One of those nights.
4
‘One of those nights,’ said Jack Morton. He sucked luxuriously on his short, tipped cigarette, coughed loudly, brought his handkerchief from his pocket and deposited something into it from his mouth. He studied the contents of the handkerchief. ‘Ah ha, some vital new evidence,’ he said. All the same, he looked rather worried.
Rebus smiled. ‘Time to stop smoking, Jack,’ he said.
They were seated together at a desk upon which were piled about a hundred and fifty files on known sex- offenders in central Scotland. A smart young secretary, doubtless relishing the overtime that came with a murder inquiry, kept bringing more files into the office, and Rebus stared at her in mock outrage every time she entered. He was hoping to scare her away, and if she came back again, the outrage would become real.
‘No, John, it’s these tipped bastards. I can’t take to them, really I can’t. Sod that bloody doctor.’
So saying, Morton took the cigarette from his lips, broke off the filter, and replaced the cigarette, now ridiculously short, between thin, bloodless lips.
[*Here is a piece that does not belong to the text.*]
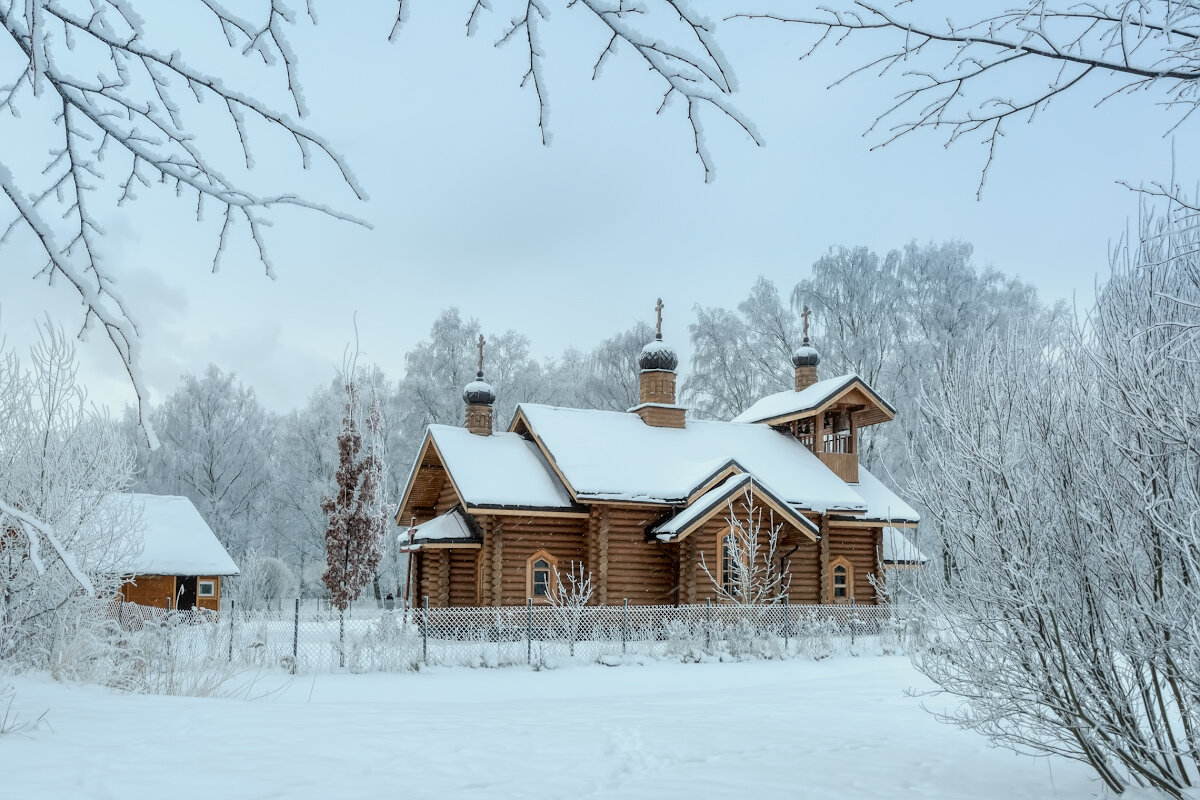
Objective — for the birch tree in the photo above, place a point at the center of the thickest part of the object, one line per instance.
(750, 572)
(59, 457)
(1063, 475)
(217, 451)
‘That’s better. That’s more like a fag.’
Rebus had always found two things remarkable. One was that he liked, and in return was liked by, Jack Morton. The other was that Morton could pull so hard on a cigarette and yet release so little smoke. Where did all that smoke go? He could not figure it out.
‘I see you’re abstaining this evening, John.’
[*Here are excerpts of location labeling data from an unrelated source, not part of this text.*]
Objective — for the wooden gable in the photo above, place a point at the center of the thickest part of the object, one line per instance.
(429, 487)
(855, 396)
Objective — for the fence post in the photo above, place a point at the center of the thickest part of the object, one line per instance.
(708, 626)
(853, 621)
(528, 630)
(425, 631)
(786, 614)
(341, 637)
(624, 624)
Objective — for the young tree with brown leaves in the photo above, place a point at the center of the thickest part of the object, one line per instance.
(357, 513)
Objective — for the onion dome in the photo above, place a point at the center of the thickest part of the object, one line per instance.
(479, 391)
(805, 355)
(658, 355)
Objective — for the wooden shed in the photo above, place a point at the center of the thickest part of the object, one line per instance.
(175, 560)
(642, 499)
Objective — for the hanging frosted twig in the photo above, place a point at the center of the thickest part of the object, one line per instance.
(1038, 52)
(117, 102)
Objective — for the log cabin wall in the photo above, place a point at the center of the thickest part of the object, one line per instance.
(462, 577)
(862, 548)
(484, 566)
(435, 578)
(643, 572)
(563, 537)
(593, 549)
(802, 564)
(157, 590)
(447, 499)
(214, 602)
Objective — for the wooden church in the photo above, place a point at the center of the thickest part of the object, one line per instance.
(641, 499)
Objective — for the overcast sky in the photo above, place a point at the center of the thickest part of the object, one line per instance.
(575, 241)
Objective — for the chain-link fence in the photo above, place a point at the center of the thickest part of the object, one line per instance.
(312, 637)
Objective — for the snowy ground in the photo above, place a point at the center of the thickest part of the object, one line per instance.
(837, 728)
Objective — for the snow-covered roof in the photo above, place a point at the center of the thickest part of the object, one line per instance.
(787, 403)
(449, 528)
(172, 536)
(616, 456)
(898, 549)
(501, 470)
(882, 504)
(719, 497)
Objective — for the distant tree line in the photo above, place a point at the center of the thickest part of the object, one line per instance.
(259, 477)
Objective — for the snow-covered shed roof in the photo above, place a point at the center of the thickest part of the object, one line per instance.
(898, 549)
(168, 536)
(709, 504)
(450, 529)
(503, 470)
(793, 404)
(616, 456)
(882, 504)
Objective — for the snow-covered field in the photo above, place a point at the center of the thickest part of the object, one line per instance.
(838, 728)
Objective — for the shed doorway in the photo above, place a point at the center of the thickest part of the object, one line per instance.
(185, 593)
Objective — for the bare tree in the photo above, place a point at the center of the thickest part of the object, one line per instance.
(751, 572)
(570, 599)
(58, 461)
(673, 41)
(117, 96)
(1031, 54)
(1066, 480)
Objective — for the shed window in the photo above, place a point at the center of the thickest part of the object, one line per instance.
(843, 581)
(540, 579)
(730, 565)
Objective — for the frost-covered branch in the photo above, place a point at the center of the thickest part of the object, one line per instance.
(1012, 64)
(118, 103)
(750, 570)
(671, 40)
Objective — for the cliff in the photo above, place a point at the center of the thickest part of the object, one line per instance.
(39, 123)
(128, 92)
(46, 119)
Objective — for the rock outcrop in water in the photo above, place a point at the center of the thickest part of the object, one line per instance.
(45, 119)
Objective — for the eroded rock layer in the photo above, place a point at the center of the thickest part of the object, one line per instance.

‘Limiting myself to ten a day, Jack.’
Morton shook his head.
‘Ten, twenty, thirty a day. Take it from me, John, it makes no difference in the end. What it comes down to is this: you either stop or you don’t, and if you can’t stop, then you’re as well smoking as many as you like. That’s been proven. I read about it in a magazine.’
‘Aye, but we all know the magazines
Morton chuckled, gave another tremendous cough, and searched for his handkerchief.
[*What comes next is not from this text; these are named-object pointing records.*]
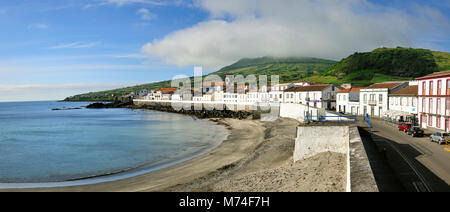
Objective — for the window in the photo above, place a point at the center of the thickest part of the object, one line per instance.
(424, 87)
(423, 105)
(447, 106)
(438, 106)
(430, 106)
(448, 87)
(431, 88)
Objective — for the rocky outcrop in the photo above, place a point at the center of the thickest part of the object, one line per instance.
(117, 104)
(167, 108)
(198, 113)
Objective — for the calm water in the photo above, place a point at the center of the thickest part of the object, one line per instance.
(41, 145)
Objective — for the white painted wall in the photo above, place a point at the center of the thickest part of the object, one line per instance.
(313, 140)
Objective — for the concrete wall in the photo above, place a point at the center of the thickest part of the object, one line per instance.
(298, 111)
(313, 140)
(294, 111)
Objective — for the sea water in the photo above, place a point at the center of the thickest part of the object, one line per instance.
(38, 144)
‘What a bloody job,’ said Rebus, picking up the first of the files.
The two men sat in silence for twenty minutes, flicking through the facts and fantasies of rapists, exhibitionists, pederasts, paedophiles, and procurers. Rebus felt his mouth filling with silt. It was as if he saw himself there, time after time after time, the self that lurked behind his everyday consciousness. His Mister Hyde by Robert Louis Stevenson, Edinburgh-born. He felt ashamed of his occasional erection: doubtless Jack Morton had one too. It came with the territory, as did the revulsion, the loathing and the fascination.